Sejak akhir 2010, sejumlah negara Arab memang sedang diterpa angin puting beliung berupa revolusi rakyat melawan penguasa lalim, yang kemudian disebut al-Rabi' al-'Araby atau the Arab Spring.

Sejumlah penguasa diktator-otoriter pun tumbang. Dari Zainuddin bin Ali (Presiden Tunisia), Husni Mubarak (Presiden Mesir), Ali Abdullah Saleh (Presiden Yaman), hingga Muammar Qadafi (pemimpin Libya). Sedangkan, Presiden Suriah Bashar Assad hingga kini masih bisa bertahan meskipun harus dibayar dengan darah rakyatnya sendiri.

Seperti di beberapa negara Arab lainnya, yang terjadi di Suriah pada awalnya hanyalah demonstrasi rakyat melawan sebuah rezim penguasa. Namun, ketika unjuk rasa kelompok oposisi dihadapi dengan represif, demonstrasi yang awalnya damai pun berkembang menjadi konflik berdarah.

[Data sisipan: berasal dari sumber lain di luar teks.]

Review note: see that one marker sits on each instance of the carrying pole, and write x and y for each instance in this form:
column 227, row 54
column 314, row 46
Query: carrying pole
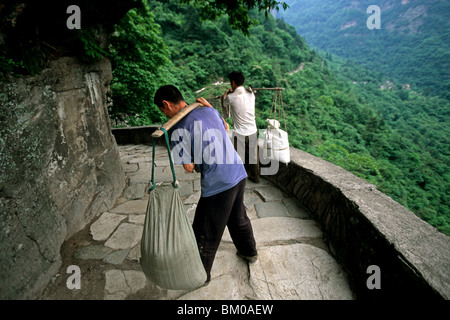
column 175, row 119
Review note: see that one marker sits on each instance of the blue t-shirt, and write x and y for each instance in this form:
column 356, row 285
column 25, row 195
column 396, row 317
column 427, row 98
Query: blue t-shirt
column 201, row 138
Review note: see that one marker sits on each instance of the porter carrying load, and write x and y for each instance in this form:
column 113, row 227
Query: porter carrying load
column 275, row 140
column 170, row 256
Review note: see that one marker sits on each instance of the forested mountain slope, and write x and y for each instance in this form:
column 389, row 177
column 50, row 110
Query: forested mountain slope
column 411, row 46
column 327, row 115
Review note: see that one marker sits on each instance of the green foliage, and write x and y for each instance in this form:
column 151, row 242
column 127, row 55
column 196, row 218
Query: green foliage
column 395, row 139
column 412, row 46
column 139, row 56
column 237, row 11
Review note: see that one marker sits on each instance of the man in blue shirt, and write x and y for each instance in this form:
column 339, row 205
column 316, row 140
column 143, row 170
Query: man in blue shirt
column 200, row 140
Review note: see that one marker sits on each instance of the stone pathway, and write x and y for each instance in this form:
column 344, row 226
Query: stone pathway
column 293, row 263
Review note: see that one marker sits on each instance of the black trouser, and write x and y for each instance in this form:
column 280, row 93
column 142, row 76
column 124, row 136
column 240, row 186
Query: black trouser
column 213, row 214
column 247, row 148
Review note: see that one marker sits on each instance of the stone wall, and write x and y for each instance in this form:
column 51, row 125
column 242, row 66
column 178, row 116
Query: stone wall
column 364, row 227
column 59, row 167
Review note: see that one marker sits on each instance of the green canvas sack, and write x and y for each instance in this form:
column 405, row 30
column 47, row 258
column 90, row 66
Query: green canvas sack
column 170, row 257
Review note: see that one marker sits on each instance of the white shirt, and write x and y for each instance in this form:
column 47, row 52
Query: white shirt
column 241, row 104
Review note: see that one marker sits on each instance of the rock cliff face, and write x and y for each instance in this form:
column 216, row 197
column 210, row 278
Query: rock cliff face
column 59, row 167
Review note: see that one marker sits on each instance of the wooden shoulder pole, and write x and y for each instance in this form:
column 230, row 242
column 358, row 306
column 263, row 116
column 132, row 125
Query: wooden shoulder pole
column 175, row 119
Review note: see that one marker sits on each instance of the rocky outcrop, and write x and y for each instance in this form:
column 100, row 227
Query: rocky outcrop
column 59, row 167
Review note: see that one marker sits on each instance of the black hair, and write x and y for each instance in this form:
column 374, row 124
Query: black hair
column 237, row 77
column 169, row 93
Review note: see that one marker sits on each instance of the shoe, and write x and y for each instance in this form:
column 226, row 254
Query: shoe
column 250, row 259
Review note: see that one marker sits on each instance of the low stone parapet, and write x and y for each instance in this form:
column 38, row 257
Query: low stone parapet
column 386, row 249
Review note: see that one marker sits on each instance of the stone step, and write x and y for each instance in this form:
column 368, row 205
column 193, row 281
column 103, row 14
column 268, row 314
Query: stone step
column 273, row 230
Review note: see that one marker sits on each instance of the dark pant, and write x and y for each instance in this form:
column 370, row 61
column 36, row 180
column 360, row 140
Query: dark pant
column 213, row 214
column 247, row 148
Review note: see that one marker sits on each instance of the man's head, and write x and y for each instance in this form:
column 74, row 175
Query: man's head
column 169, row 100
column 236, row 79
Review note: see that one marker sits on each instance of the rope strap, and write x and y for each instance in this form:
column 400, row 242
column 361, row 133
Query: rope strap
column 175, row 182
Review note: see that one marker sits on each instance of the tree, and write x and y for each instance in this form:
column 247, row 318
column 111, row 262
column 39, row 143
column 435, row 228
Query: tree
column 138, row 55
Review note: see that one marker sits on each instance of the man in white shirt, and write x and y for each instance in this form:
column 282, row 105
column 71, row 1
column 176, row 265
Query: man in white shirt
column 240, row 104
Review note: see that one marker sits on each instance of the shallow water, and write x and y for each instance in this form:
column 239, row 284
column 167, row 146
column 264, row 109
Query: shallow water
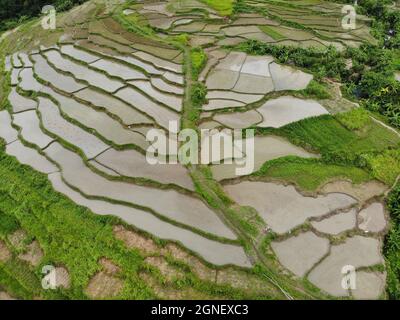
column 174, row 205
column 282, row 207
column 284, row 110
column 212, row 251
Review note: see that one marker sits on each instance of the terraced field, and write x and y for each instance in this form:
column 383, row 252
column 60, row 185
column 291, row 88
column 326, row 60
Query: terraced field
column 79, row 103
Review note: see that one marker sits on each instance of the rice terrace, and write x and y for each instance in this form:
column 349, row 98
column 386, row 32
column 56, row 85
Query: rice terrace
column 299, row 195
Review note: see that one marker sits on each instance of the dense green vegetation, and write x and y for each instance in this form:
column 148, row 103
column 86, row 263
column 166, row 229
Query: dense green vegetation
column 327, row 136
column 73, row 237
column 223, row 7
column 199, row 60
column 370, row 79
column 14, row 12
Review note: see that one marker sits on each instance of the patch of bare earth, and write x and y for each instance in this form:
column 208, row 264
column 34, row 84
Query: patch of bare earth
column 104, row 284
column 362, row 192
column 169, row 272
column 33, row 254
column 5, row 253
column 135, row 241
column 5, row 296
column 170, row 293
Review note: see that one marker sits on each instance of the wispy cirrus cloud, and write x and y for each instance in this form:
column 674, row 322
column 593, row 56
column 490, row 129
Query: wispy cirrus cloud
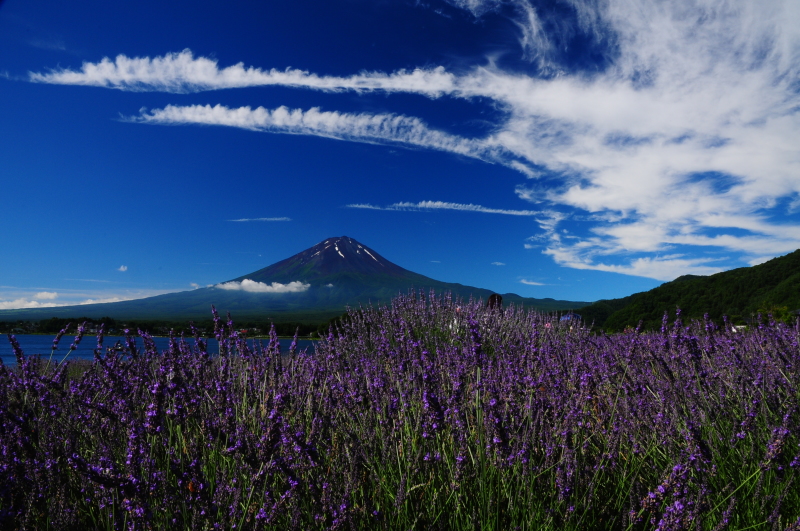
column 360, row 127
column 46, row 295
column 531, row 283
column 262, row 219
column 182, row 73
column 681, row 147
column 444, row 205
column 253, row 286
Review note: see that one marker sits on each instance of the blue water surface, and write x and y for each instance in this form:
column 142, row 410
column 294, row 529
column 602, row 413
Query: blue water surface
column 43, row 345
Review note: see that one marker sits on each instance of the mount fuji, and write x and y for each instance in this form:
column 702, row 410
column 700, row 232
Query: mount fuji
column 317, row 283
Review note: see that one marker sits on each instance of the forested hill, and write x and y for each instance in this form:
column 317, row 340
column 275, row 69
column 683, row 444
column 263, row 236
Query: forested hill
column 771, row 287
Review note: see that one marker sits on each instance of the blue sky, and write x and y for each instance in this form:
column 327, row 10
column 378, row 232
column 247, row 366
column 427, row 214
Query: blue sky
column 570, row 149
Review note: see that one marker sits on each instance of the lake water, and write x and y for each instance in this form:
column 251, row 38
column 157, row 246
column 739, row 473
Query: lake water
column 43, row 344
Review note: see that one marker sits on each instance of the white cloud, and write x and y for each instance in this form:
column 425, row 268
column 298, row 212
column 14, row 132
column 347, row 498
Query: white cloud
column 259, row 287
column 46, row 295
column 531, row 283
column 687, row 139
column 443, row 205
column 262, row 219
column 102, row 300
column 24, row 303
column 361, row 127
column 182, row 73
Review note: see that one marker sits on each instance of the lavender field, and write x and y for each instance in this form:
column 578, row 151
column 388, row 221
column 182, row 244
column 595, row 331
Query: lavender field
column 422, row 415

Apalagi, ketika kekuatan asing pun ikut “bermain”. Iran, Hizbullah (Lebanon), dan Rusia mendukung kekuasaan Presiden Assad. Bukan rahasia lagi selama ini sejumlah pemimpin di Timur Tengah menuduh Iran ingin membentuk poros Syiah: Iran-Irak-Suriah (Bashar Assad)-Hizbullah (Lebanon).

Sebaliknya, negara-negara Suni--negara-negara Teluk, Mesir, dan Turki--mendukung kelompok-kelompok oposisi yang tergabung dalam Koalisi Nasional untuk Revolusi Suriah atau Koalisi Nasional Suriah.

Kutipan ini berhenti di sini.